William Herbert, executive director of the National Center for the Study of Collective Bargaining in Higher Education and the Professions at Hunter College, said frequent turnover—read, graduation—and the NLRB’s waffling on its student worker policy have hampered RAs’ ability to run successful unionization campaigns.
At Georgetown University, a four-year unionization campaign ended unsuccessfully when its leaders graduated in 2020. In 2018, a union petition submitted by student housing advisers at Reed College in Portland, Ore., was withdrawn after the NLRB under President Trump proposed reversing its Obama-era ruling that made student workers eligible for union representation.
And, in a case that could have broad implications for undergraduate labor, community assistants and other student workers at Kenyon College in Ohio have been locked in a heated battle with their institution since Kenyon refused to voluntarily recognize their union in 2020. In 2021, the administration successfully filed for a motion to postpone NLRB-mediated union elections.
In its motion, Kenyon argued that following the election rules of the National Labor Relations Act would force the college to violate its students’ rights under the Family Educational Rights and Privacy Act by requiring the college to submit to the NLRB a list of unit members’ “full names, work locations, shifts, and job classifications.”
Kenyon spokesperson David Hoyt wrote in an email to Inside Higher Ed that before any election can be held, the NLRB “has to work through, among other considerations, the challenges that FERPA presents in the context of its proceedings.”
But Kat Ellis, a community adviser at Kenyon, said she suspects that this argument and other actions taken by the university are disingenuous, designed primarily to give the college a leg up in its fight to stop a union vote. She said CAs at Kenyon were paid an hourly wage until this semester, when they switched to a stipend—a move that Ellis says could help Kenyon make the case that its CAs are more like students than employees.
“It’s very odd,” she said. “I think their recent change to pay us with stipends gives them a stronger argument to the NLRB.”
Herbert said that while the compatibility of the NLRA and student-college legal relations is under review, RAs' ability to bargain collectively is, for now, largely in the hands of colleges and universities.

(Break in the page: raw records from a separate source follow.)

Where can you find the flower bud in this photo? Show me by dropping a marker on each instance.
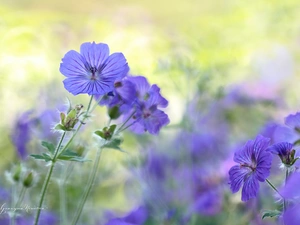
(28, 181)
(17, 173)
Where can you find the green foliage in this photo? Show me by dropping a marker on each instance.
(271, 213)
(68, 155)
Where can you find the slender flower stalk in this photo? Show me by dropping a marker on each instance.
(126, 121)
(274, 188)
(285, 202)
(56, 155)
(88, 187)
(46, 182)
(13, 190)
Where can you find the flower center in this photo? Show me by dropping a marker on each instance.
(94, 73)
(252, 167)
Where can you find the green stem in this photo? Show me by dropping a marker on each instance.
(78, 128)
(274, 188)
(56, 155)
(21, 196)
(13, 192)
(46, 182)
(88, 187)
(285, 203)
(120, 129)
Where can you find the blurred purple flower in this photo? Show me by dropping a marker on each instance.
(292, 216)
(136, 217)
(47, 218)
(208, 203)
(254, 166)
(21, 133)
(291, 189)
(285, 152)
(293, 121)
(93, 70)
(147, 116)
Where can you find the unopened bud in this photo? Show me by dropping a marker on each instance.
(28, 181)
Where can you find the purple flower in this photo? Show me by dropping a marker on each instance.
(123, 96)
(293, 121)
(291, 189)
(21, 134)
(147, 116)
(285, 152)
(93, 70)
(254, 166)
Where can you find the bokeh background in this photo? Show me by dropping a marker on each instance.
(223, 65)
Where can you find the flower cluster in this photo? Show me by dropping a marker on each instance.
(93, 71)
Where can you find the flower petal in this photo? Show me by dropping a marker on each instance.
(236, 177)
(115, 67)
(73, 64)
(80, 86)
(250, 188)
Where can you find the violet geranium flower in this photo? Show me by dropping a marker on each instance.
(285, 152)
(148, 116)
(92, 71)
(254, 166)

“Each institution will examine each case and decide what’s in their interest, based on what their values are towards labor issues and the idea of representational democracy, which is what collective bargaining is,” he said.

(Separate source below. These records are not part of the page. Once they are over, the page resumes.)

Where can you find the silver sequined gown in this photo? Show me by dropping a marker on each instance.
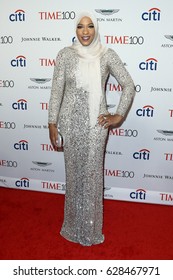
(84, 146)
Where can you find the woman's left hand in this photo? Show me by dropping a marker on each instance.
(109, 120)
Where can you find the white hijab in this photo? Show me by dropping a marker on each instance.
(88, 75)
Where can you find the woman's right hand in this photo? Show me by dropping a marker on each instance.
(53, 135)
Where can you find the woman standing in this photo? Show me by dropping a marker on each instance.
(78, 105)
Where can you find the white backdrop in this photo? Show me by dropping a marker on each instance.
(139, 155)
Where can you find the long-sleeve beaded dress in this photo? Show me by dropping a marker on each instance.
(84, 145)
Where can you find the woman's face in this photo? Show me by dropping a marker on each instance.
(85, 31)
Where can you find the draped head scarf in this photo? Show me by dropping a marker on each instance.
(88, 74)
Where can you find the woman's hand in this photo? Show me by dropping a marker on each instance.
(110, 120)
(53, 135)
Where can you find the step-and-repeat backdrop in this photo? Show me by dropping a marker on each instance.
(139, 154)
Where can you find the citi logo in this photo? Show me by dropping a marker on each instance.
(143, 154)
(23, 182)
(138, 194)
(152, 15)
(47, 62)
(19, 61)
(21, 104)
(146, 111)
(21, 145)
(149, 64)
(18, 15)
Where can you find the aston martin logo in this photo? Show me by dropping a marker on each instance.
(107, 12)
(40, 81)
(166, 132)
(41, 164)
(170, 37)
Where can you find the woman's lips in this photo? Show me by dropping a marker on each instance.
(85, 38)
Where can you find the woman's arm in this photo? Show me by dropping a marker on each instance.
(56, 96)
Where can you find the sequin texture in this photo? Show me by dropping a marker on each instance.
(84, 145)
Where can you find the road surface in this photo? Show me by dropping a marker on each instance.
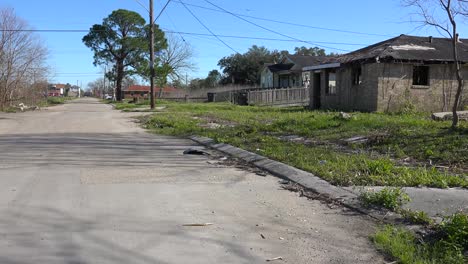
(82, 183)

Student Worker: Oxymoron or Reality?
The NLRB’s 2017 decision to allow undergraduates at private colleges to unionize had detractors in higher education: a group of organizations, including the American Council on Education and the Association of College and University Housing Officers–International, filed an amicus brief in support of GW and later condemned the NLRB’s ruling against it.
Steven Bloom, the assistant vice president for government relations at ACE, said his organization’s position on undergraduate worker unions hasn’t changed: he still believes that classifying students as employees with collective bargaining rights was a mistake—one he hopes is overturned.

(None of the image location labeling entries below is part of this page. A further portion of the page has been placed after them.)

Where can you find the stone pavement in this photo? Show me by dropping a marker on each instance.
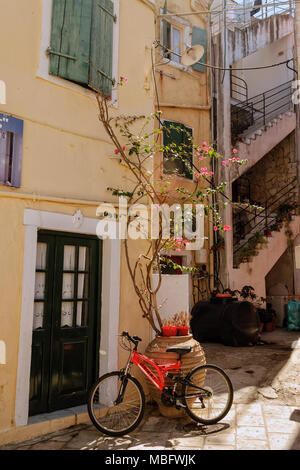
(265, 414)
(254, 426)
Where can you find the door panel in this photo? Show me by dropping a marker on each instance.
(66, 325)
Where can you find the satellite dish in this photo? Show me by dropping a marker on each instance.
(192, 55)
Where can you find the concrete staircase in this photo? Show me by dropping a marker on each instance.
(255, 143)
(254, 272)
(256, 131)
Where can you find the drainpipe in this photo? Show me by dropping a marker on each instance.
(297, 130)
(297, 77)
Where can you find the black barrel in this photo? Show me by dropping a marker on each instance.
(232, 324)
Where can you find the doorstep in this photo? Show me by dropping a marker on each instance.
(44, 424)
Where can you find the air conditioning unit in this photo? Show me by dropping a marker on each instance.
(201, 256)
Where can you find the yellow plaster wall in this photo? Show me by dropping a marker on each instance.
(65, 156)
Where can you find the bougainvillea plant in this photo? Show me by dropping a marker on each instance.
(137, 140)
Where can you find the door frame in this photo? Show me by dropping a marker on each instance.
(110, 301)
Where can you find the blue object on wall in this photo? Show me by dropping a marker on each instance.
(11, 124)
(293, 316)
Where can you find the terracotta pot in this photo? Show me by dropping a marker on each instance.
(169, 330)
(183, 330)
(156, 350)
(269, 326)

“It’s not because we don’t support the notion of collective bargaining. We just think that, at their heart, these are students, not employees,” Bloom said. “Being an RA is part of the academic experience … [unionizing] is a troubling intrusion into the relationship of the student to that institution, and brings into that relationship a third party that complicates it in ways that aren’t helpful to achieving the academic mission.”
Every student worker interviewed for this article said that while they enjoyed organizing community events and helping their peers, being an RA was, for them, a job—one that they felt was rewarding, but whose main purpose was to help them and their families make ends meet.
“This is our livelihood,” said Eggert, the Grinnell CA. “We deserve to have a say in it.”